La obra de Fuguet (y acá pienso también en sus películas) siempre ha estado llena de dobles, seudónimos, doppelgängers y nombres falsos: Baltazar Daza, Enrique Alekán, Pascal Barros, Alejo Cortés, Alfonso Fernández. Como pocos, como nadie, todos ellos son avatares de una misma idea, la de artistas en busca de una comunidad, todos ciudadanos perdidos que quieren que ese Santiago se convierta en algo parecido a una casa. Pero Sudor es menos optimista que los otros libros del autor en ese aspecto. Acá no hay conexión. No hay casa alguna porque esta fue quemada y arrasada. Luego del Boom de la literatura latinoamericana que protagonizaron García Márquez, Vargas Llosa y Carlos Fuentes, todo paisaje es susceptible de ser leído como tierra quemada.

Porque es en el Boom donde reside el sentido de Sudor, que transcurre el 2013, pero que hurga hacia atrás al preguntarse cómo funcionan sus preguntas tutelares. Fuguet ya se había ido contra aquello hace veinte años. McOndo, que es de 1996, sugería que las mitologías de García Márquez y sus amigos podían ser leídas como pura parodia. Sudor va más allá. Ahora la parodia se ha transformado en caricatura, en un mero chiste encarnado en el Rafael Restrepo de la novela, ese gentleman colombiano/mexicano inspirado en Carlos Fuentes. Amigo de presidentes, novio de actrices de cine, pensador de la cultura, viajero transcontinental y embajador de sí mismo, Restrepo —como Fuentes— es alguien que alguna vez escribió novelas que alguna vez alguien leyó y que alguna vez tuvieron alguna importancia.

César Aira ya se había ocupado de él en El congreso de literatura, una novela donde alguien (un novelista, millonario y científico loco también llamado Aira) trataba de clonar a Fuentes para dominar al mundo. Pero Fuguet escribe con rabia algo que Aira ejecuta con una feliz sorna. Sudor es una tragedia, un epitafio, tierra sobre un ataúd. Por eso acá José Donoso cobra importancia: en el inmenso elenco de la novela se cuelan también personajes de El jardín de al lado, como Marcelo Chiriboga y Núria Monclús. No es azaroso. Hay una continuidad ahí. De hecho, Donoso (quien fue compañero de curso y vivió en la casa de Fuentes) escribió su propia historia feliz del Boom en 1972, para luego ironizar sobre su levedad en El jardín…, que es de 1981. Ahí prefiguraba el horror doméstico que su hija Pilar pondría en Correr el tupido velo (2009), aquel vacío que suponía el ser hija de un novelista genial en una época donde todos eran novelistas geniales.

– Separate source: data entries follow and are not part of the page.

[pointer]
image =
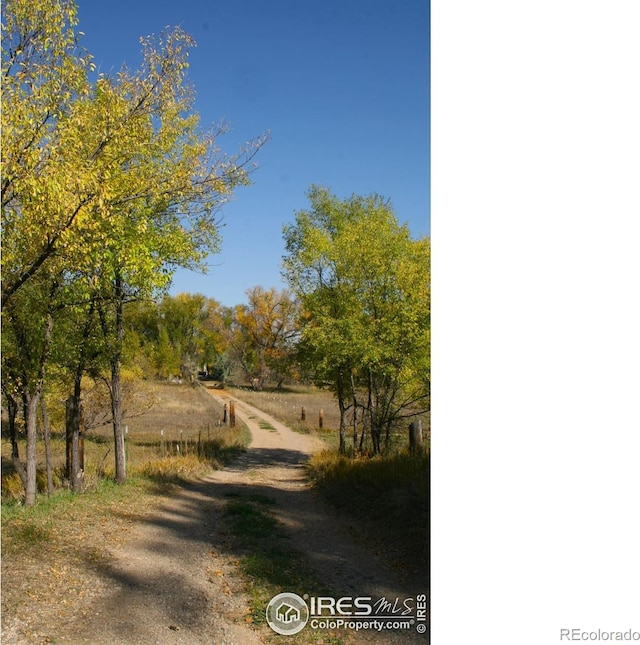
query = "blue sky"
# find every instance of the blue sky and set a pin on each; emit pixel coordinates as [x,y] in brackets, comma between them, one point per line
[342,85]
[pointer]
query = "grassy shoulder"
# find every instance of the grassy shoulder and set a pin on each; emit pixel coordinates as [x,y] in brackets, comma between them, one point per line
[52,552]
[388,495]
[269,564]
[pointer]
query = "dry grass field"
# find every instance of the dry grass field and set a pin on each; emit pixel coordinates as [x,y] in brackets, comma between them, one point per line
[286,405]
[179,435]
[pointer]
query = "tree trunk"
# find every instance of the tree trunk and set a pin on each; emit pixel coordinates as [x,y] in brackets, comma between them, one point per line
[12,411]
[355,415]
[46,427]
[30,413]
[75,459]
[116,390]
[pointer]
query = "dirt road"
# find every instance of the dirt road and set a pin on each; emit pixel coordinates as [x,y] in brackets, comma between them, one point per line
[174,583]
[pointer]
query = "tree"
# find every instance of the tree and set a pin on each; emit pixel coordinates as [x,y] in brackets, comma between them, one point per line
[109,186]
[365,292]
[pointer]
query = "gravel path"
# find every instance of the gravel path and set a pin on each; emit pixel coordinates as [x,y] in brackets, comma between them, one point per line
[175,581]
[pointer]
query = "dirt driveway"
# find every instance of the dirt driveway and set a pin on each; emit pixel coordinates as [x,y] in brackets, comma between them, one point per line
[174,583]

Gracias a lo anterior, Sudor tiene la forma de un ritual funerario porque lee a los escritores del Boom desde la mirada de sus hijos y nietos, todos abandonados y solos, atrapados por el legado de padres que los dejaron a la deriva, perdidos en los pliegues de sus sombras donde no les queda más que representar la pantomima que les han dejado como migajas de su propia biografía. Fuguet incorpora todo eso acá. Se venga de todos. Sudor se nutre de esas ideas de Donoso, pero también huye de ellas. Alfredo, el narrador, se pasea por esa Venecia devastada que puede ser la literatura chilena o latinoamericana, una fiesta donde lo único que queda del Boom no son sus novelas sino sus hijos vueltos fantasmas, todos cadáveres que caen al suelo y sin sangre en medio de la pista de baile.